Below is a section of Matlab code from a neural net I’m trying to write. It’s my first attempt at anything related to machine learning. I’m following along with Michael Nielson’s book here: http://neuralnetworksanddeeplearning.com/chap2.html
I’m loading a set of 60000 28×28 grayscale images of handwritten digits with labels and am trying to train this neural net to identify them. There is also a test data set of 10000 images. The network has 784 input neurons (28^2), two hidden layers each with 16 neurons, and the output layer has 10 neurons.
I’m evaluating the cost function as C = 0.5*(a-y).^2. It seems mildly successful in that it started at C=1.35 and ended at C=0.46 before essentially flattening out (about 75 epochs). However, the error is still high enough it only guesses the correct digit 12% of the time, which is almost random chance. I’ve double and triple checked the math but can’t find a mistake. I’m thinking there must be one I’m not seeing. The code below is everything within the main training loop, so any bugs should be in there. I’m not breaking the images into smaller batches, but am doing the entire 60k images at a time with each epoch. Since each image is only 28×28 pixels it’s fast enough without breaking it apart.
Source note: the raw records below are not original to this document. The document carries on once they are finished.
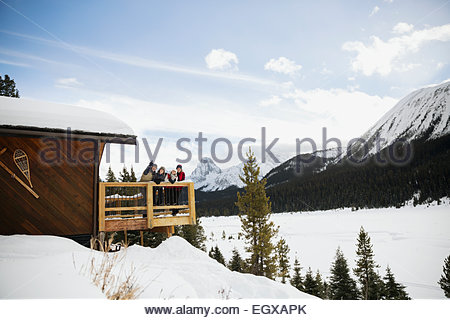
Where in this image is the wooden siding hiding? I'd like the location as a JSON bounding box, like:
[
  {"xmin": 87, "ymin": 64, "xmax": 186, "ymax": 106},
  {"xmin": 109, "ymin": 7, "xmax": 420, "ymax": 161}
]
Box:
[{"xmin": 0, "ymin": 136, "xmax": 104, "ymax": 235}]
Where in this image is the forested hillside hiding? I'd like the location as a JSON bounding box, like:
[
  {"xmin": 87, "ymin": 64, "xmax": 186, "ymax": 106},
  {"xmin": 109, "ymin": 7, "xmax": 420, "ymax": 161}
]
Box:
[{"xmin": 197, "ymin": 135, "xmax": 450, "ymax": 216}]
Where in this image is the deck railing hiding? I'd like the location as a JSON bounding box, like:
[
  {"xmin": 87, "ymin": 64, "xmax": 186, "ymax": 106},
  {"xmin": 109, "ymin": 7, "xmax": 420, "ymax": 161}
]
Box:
[{"xmin": 99, "ymin": 182, "xmax": 195, "ymax": 232}]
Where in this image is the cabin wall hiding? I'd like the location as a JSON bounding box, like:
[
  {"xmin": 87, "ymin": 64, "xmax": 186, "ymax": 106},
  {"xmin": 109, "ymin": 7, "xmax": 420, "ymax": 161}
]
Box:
[{"xmin": 0, "ymin": 136, "xmax": 104, "ymax": 235}]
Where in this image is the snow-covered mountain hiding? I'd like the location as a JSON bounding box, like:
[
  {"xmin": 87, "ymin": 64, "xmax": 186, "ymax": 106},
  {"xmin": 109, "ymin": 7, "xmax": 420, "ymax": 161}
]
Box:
[
  {"xmin": 0, "ymin": 235, "xmax": 316, "ymax": 299},
  {"xmin": 188, "ymin": 155, "xmax": 283, "ymax": 191},
  {"xmin": 265, "ymin": 148, "xmax": 342, "ymax": 187},
  {"xmin": 352, "ymin": 81, "xmax": 450, "ymax": 154}
]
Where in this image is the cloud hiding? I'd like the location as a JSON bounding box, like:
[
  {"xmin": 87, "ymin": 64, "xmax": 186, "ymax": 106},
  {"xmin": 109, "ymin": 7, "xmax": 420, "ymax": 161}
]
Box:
[
  {"xmin": 342, "ymin": 24, "xmax": 450, "ymax": 76},
  {"xmin": 264, "ymin": 57, "xmax": 302, "ymax": 75},
  {"xmin": 369, "ymin": 6, "xmax": 380, "ymax": 17},
  {"xmin": 392, "ymin": 22, "xmax": 414, "ymax": 34},
  {"xmin": 436, "ymin": 62, "xmax": 447, "ymax": 69},
  {"xmin": 259, "ymin": 96, "xmax": 282, "ymax": 107},
  {"xmin": 283, "ymin": 85, "xmax": 397, "ymax": 140},
  {"xmin": 56, "ymin": 78, "xmax": 83, "ymax": 88},
  {"xmin": 0, "ymin": 59, "xmax": 31, "ymax": 68},
  {"xmin": 0, "ymin": 30, "xmax": 279, "ymax": 86},
  {"xmin": 205, "ymin": 49, "xmax": 239, "ymax": 70}
]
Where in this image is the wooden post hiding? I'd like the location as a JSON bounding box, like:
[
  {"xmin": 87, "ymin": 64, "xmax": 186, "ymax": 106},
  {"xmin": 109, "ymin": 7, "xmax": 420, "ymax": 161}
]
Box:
[
  {"xmin": 98, "ymin": 182, "xmax": 106, "ymax": 231},
  {"xmin": 147, "ymin": 182, "xmax": 153, "ymax": 229},
  {"xmin": 98, "ymin": 231, "xmax": 106, "ymax": 251},
  {"xmin": 188, "ymin": 182, "xmax": 196, "ymax": 224}
]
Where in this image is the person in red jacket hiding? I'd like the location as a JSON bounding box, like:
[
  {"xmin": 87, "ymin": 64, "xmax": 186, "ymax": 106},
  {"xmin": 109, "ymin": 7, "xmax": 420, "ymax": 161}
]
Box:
[
  {"xmin": 173, "ymin": 164, "xmax": 186, "ymax": 215},
  {"xmin": 177, "ymin": 164, "xmax": 186, "ymax": 182}
]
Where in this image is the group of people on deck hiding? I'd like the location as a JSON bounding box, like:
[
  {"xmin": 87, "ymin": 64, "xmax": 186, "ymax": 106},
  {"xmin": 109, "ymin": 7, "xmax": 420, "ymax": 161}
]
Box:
[{"xmin": 139, "ymin": 161, "xmax": 186, "ymax": 205}]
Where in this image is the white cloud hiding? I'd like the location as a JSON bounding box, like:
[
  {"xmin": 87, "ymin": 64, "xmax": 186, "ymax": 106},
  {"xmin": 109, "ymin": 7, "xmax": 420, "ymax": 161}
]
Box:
[
  {"xmin": 342, "ymin": 24, "xmax": 450, "ymax": 76},
  {"xmin": 205, "ymin": 49, "xmax": 239, "ymax": 70},
  {"xmin": 392, "ymin": 22, "xmax": 414, "ymax": 34},
  {"xmin": 436, "ymin": 62, "xmax": 446, "ymax": 69},
  {"xmin": 369, "ymin": 6, "xmax": 380, "ymax": 17},
  {"xmin": 0, "ymin": 30, "xmax": 279, "ymax": 86},
  {"xmin": 264, "ymin": 57, "xmax": 302, "ymax": 75},
  {"xmin": 283, "ymin": 85, "xmax": 397, "ymax": 141},
  {"xmin": 56, "ymin": 78, "xmax": 83, "ymax": 87},
  {"xmin": 259, "ymin": 96, "xmax": 282, "ymax": 107},
  {"xmin": 0, "ymin": 59, "xmax": 31, "ymax": 67},
  {"xmin": 320, "ymin": 67, "xmax": 333, "ymax": 75}
]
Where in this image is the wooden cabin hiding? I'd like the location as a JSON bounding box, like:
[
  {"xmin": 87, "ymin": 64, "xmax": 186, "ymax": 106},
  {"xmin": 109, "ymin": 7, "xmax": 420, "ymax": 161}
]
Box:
[{"xmin": 0, "ymin": 97, "xmax": 195, "ymax": 243}]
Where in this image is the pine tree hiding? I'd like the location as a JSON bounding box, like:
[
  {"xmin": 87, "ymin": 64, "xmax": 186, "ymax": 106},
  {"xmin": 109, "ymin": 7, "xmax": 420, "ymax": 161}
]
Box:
[
  {"xmin": 130, "ymin": 166, "xmax": 137, "ymax": 182},
  {"xmin": 383, "ymin": 266, "xmax": 410, "ymax": 300},
  {"xmin": 330, "ymin": 247, "xmax": 358, "ymax": 300},
  {"xmin": 353, "ymin": 227, "xmax": 383, "ymax": 300},
  {"xmin": 236, "ymin": 149, "xmax": 278, "ymax": 279},
  {"xmin": 175, "ymin": 217, "xmax": 206, "ymax": 251},
  {"xmin": 0, "ymin": 74, "xmax": 19, "ymax": 98},
  {"xmin": 276, "ymin": 238, "xmax": 291, "ymax": 283},
  {"xmin": 228, "ymin": 248, "xmax": 244, "ymax": 272},
  {"xmin": 119, "ymin": 166, "xmax": 130, "ymax": 182},
  {"xmin": 290, "ymin": 257, "xmax": 305, "ymax": 291},
  {"xmin": 209, "ymin": 245, "xmax": 225, "ymax": 265},
  {"xmin": 106, "ymin": 166, "xmax": 117, "ymax": 182},
  {"xmin": 303, "ymin": 267, "xmax": 320, "ymax": 297},
  {"xmin": 438, "ymin": 255, "xmax": 450, "ymax": 298},
  {"xmin": 314, "ymin": 270, "xmax": 328, "ymax": 299}
]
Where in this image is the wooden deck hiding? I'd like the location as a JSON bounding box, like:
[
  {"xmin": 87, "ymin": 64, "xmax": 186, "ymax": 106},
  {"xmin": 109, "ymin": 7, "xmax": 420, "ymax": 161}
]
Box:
[{"xmin": 98, "ymin": 182, "xmax": 196, "ymax": 235}]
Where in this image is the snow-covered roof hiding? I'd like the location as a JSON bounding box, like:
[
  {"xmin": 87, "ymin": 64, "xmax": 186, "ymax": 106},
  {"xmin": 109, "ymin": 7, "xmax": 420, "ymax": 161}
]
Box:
[{"xmin": 0, "ymin": 96, "xmax": 135, "ymax": 138}]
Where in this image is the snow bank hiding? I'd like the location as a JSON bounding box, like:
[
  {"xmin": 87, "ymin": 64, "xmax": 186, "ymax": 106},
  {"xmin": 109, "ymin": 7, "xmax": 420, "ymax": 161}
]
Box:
[
  {"xmin": 0, "ymin": 235, "xmax": 314, "ymax": 299},
  {"xmin": 201, "ymin": 204, "xmax": 450, "ymax": 299},
  {"xmin": 0, "ymin": 97, "xmax": 134, "ymax": 136}
]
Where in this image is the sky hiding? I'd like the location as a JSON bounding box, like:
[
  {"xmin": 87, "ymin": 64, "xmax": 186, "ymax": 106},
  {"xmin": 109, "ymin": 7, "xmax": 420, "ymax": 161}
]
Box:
[{"xmin": 0, "ymin": 0, "xmax": 450, "ymax": 175}]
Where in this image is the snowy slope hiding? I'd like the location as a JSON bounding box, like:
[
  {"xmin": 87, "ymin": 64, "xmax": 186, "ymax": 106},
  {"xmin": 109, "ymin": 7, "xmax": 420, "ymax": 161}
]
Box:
[
  {"xmin": 352, "ymin": 81, "xmax": 450, "ymax": 154},
  {"xmin": 0, "ymin": 96, "xmax": 134, "ymax": 136},
  {"xmin": 189, "ymin": 156, "xmax": 290, "ymax": 191},
  {"xmin": 0, "ymin": 235, "xmax": 314, "ymax": 299},
  {"xmin": 201, "ymin": 199, "xmax": 450, "ymax": 299}
]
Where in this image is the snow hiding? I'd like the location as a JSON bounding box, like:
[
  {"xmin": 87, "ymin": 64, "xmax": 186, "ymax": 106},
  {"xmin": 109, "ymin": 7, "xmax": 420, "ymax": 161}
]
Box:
[
  {"xmin": 201, "ymin": 204, "xmax": 450, "ymax": 299},
  {"xmin": 189, "ymin": 155, "xmax": 285, "ymax": 191},
  {"xmin": 0, "ymin": 96, "xmax": 134, "ymax": 136},
  {"xmin": 0, "ymin": 235, "xmax": 314, "ymax": 299},
  {"xmin": 356, "ymin": 81, "xmax": 450, "ymax": 154}
]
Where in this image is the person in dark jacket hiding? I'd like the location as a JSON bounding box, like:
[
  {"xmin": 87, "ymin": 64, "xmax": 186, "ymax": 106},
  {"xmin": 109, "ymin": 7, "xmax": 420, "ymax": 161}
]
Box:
[
  {"xmin": 173, "ymin": 164, "xmax": 186, "ymax": 215},
  {"xmin": 166, "ymin": 170, "xmax": 178, "ymax": 205},
  {"xmin": 139, "ymin": 160, "xmax": 157, "ymax": 182},
  {"xmin": 153, "ymin": 167, "xmax": 167, "ymax": 206}
]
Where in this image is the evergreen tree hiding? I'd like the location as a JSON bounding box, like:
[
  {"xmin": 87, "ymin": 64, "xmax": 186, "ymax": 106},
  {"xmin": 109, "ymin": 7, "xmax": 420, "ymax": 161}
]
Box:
[
  {"xmin": 438, "ymin": 255, "xmax": 450, "ymax": 298},
  {"xmin": 130, "ymin": 166, "xmax": 137, "ymax": 182},
  {"xmin": 209, "ymin": 245, "xmax": 225, "ymax": 265},
  {"xmin": 330, "ymin": 247, "xmax": 358, "ymax": 300},
  {"xmin": 228, "ymin": 248, "xmax": 244, "ymax": 272},
  {"xmin": 276, "ymin": 238, "xmax": 291, "ymax": 283},
  {"xmin": 353, "ymin": 227, "xmax": 383, "ymax": 300},
  {"xmin": 303, "ymin": 267, "xmax": 320, "ymax": 297},
  {"xmin": 175, "ymin": 217, "xmax": 206, "ymax": 251},
  {"xmin": 106, "ymin": 166, "xmax": 117, "ymax": 182},
  {"xmin": 383, "ymin": 266, "xmax": 410, "ymax": 300},
  {"xmin": 119, "ymin": 166, "xmax": 130, "ymax": 182},
  {"xmin": 236, "ymin": 149, "xmax": 278, "ymax": 279},
  {"xmin": 0, "ymin": 74, "xmax": 19, "ymax": 98},
  {"xmin": 314, "ymin": 270, "xmax": 328, "ymax": 299},
  {"xmin": 290, "ymin": 257, "xmax": 305, "ymax": 291}
]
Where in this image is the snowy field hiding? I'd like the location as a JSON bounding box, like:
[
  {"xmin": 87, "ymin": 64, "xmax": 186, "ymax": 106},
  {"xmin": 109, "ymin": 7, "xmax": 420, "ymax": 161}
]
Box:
[
  {"xmin": 201, "ymin": 199, "xmax": 450, "ymax": 299},
  {"xmin": 0, "ymin": 235, "xmax": 316, "ymax": 299}
]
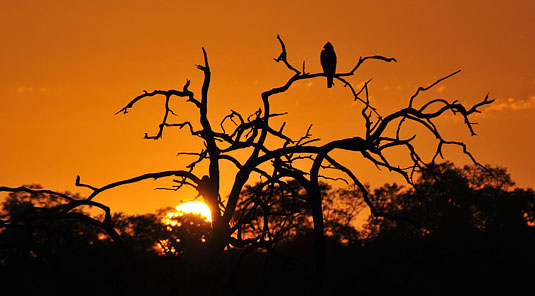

The input neurons a_0 are a 768×60000 array of doubles, with values between 0 and 1. I took the original images, where each pixel was a uint8, and converted to double then divided by 255 to get a_0. I’m numbering the layers in my code such that layer 0 is the input layer, layers 1 and 2 are the hidden layers, and layer 3 is the output layer.
a_0 = training_images;
epoch = 0;
while epoch < 5 || C(epoch - 1) - C(epoch) > 0.001
epoch = epoch + 1;
%Propagate forwards
z_1 = weights_1*a_0 + biases_1;
a_1 = sigmoid(z_1);
z_2 = weights_2*a_1 + biases_2;
a_2 = sigmoid(z_2);
z_3 = weights_3*a_2 + biases_3;
a_3 = sigmoid(z_3);
%Evaluate cost function
C(epoch) = 0.5*mean(sum((a_3-y).^2, 1));
%Propagate backwards
sigmoid_d1 = a_1 .* (1-a_1); %Sigmoid derivative
sigmoid_d2 = a_2 .* (1-a_2);
sigmoid_d3 = a_3 .* (1-a_3);
delta_3 = (a_3-y).*sigmoid_d3;
delta_2 = weights_3.'*delta_3 .* sigmoid_d2;
delta_1 = weights_2.'*delta_2 .* sigmoid_d1;
%Calculate gradient
for image_index = 1:num_images
dC_dw3(:, :, image_index) = delta_3(:, image_index) * a_2(:, image_index).';
dC_dw2(:, :, image_index) = delta_2(:, image_index) * a_1(:, image_index).';
dC_dw1(:, :, image_index) = delta_1(:, image_index) * a_0(:, image_index).';
end
%Calculate adjustment
training_rate = 0.1;
adjust_biases_1 = -training_rate * mean(delta_1, 2);
adjust_biases_2 = -training_rate * mean(delta_2, 2);
adjust_biases_3 = -training_rate * mean(delta_3, 2);
adjust_weights_1 = -training_rate * mean(dC_dw1, 3);
adjust_weights_2 = -training_rate * mean(dC_dw2, 3);
adjust_weights_3 = -training_rate * mean(dC_dw3, 3);
biases_1 = biases_1 + adjust_biases_1;
biases_2 = biases_2 + adjust_biases_2;
biases_3 = biases_3 + adjust_biases_3;
weights_1 = weights_1 + adjust_weights_1;
weights_2 = weights_2 + adjust_weights_2;
weights_3 = weights_3 + adjust_weights_3;